Sunday, 15 July 2012

Put the lotion in the f*#$in' basket!(10 pts in huge giveaway if you caught the movie reference)

I tend to do weird things when I'm bored.
The End.

That's it.
That's the whole post.

Hello? I'm not kidding.


Go away.



I'm feeling kind of sorry for you now since your life is obviously more boring than mine.

I mean not in the way you feel sorry for those kids on tv who haven't eaten for a week.

You- Oh my,  those poor little sprouts- (yeah, I don't know why I'm suddenly sounding like Dolly Parton either)- I just want to gather them to my delicate rock like bosom and feed them jelly donuts till they spew. Now where is my check book? My, that's odd it was lodged under my left boob. Wonder how long it was there?

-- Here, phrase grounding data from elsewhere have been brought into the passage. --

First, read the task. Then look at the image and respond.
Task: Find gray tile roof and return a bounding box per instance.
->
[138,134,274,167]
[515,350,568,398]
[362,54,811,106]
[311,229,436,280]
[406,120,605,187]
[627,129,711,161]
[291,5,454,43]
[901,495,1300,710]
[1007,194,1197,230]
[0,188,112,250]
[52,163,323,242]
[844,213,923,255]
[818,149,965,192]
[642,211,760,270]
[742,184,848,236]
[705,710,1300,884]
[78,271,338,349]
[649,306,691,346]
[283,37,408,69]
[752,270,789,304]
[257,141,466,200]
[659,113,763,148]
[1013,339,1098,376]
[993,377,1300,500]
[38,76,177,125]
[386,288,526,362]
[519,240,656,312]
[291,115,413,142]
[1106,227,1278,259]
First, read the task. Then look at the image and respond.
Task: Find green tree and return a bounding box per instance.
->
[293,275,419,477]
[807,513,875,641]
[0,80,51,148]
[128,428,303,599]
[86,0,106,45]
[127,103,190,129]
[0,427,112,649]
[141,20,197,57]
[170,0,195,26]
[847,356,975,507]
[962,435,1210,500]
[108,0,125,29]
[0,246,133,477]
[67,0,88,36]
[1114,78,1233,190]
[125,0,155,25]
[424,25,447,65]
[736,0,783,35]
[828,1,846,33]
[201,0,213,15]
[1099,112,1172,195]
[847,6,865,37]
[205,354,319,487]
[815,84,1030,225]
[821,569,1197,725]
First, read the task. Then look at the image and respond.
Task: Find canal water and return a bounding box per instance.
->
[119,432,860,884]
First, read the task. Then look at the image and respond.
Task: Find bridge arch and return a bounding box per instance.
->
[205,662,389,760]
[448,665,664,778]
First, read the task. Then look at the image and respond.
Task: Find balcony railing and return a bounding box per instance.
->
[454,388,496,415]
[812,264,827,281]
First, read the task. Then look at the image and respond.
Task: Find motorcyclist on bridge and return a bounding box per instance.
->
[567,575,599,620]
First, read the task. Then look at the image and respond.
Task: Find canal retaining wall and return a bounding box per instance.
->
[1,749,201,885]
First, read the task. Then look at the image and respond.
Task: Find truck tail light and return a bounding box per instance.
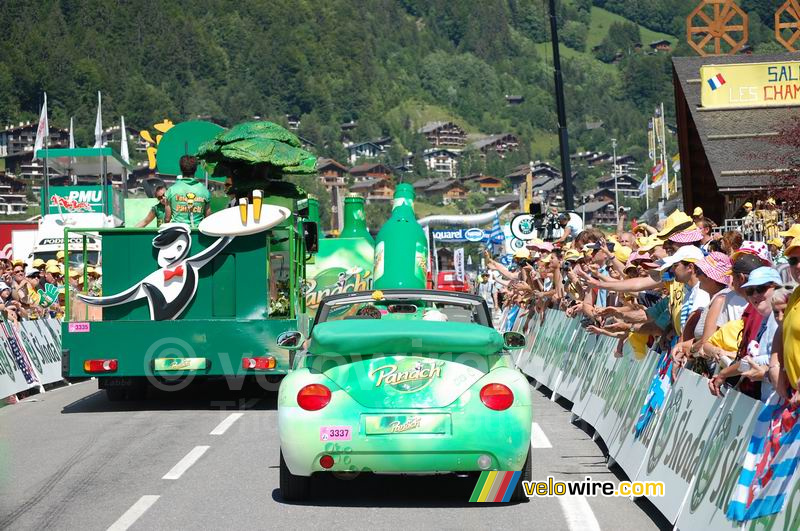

Come here you cute little itsy bitsy darlings
Why I could just eat you right up, you all are so sweet!

Umm, you know what scary nice lady
We're good eating what we have right here.
Yummmy, sand....
Is she gone yet?

'Oh,those poor little darlin's whatever I can do to help I'll do it -
DING!- oh, my popcorn is ready, yumm, .
Now what was I doing....oh, yeah. True Blood marathon!

That's pretty horrible.

I mean not staying up to date on True Blood weekly just sends a poor life lesson to your kids.
Just saying.

Anyhoo back to feeling sorry for me...or you. Whatever, I can't keep track so let's just focus on me 'cause J'adore moi.
(Mistress of Immodesty folks, not Mistress of Fake Boob Bitches pretending to care about the rest of the world)

I was telling you that I sometimes do weird things when I'm bored.
It was brought to my attention by my eldest offspring when he commented on something in my living room.
Let's see if you notice it in the first picture.

Eek, needing some new furniture.
There goes the frenchmen's holiday plans.
Damn, I'm a keeper.
You'd think I must be really good in bed.
You'd think it.
Anyhoo, did you notice the oddity?

Nope you say? (Ignoring you keeners in the back who already have their hands up, put them the hell down you stupid wankers. Hmm, another career to be crossed off list,Teacher)

Here's another picture closer up.

 No, you boring twats. It's not that I need  curtains!
Imagine if that was it.
Wow, soooooo funny!
Going to tell everyone about this blog with the window that needed new curtains.
Conan, I have this writer for you. She does this bit with a curtainless window..
Bwahahaah.....ah, no.

Still nothing? (I swear I'll cut your hands off if you put them up one more time. Anything to do with children, crossed off career list.)

I'll give you a hint.

Betty, all around cutie pattotie, pee supplier ('cause wood floors can't get enough moisture especially in this hot weather) and distributor of....
Do you get what it is? Do you want a closer look, 'cause if you're still with this blog post you obviously have nothing better to do...
Yup, it's just as pretty close up. Kind of like  a Picasso.
It's a bowl of Picasso like dog hair.
Now this wouldn't be so weird if I had just recently brushed Betty but I did that three weeks ago.
 The weird part is that for some reason I don't want to get rid of it.

My offspring and I had a chat about it and the sad thing is that isn't the weirdest conversation we had that day.

OS - Nice decorating Mom. Hair bowl is the new black this season?

M- I like it, it gives the room texture.

OS - Like Buffalo Bill in Silence of the Lambs thought the women screaming in the hole were just ambiance?

M- Yeah, like that. 

OS- (Eyebrows raised)

M- Wait, this where you tell me I need to get out more?

OS- It's either that or stay in with a lock on the outside of your door.

See, aren't you wishing that you had left when I told you from the start?

1 comment:

  1. I must admit, I was wondering if it was vaccuum cleaner dust!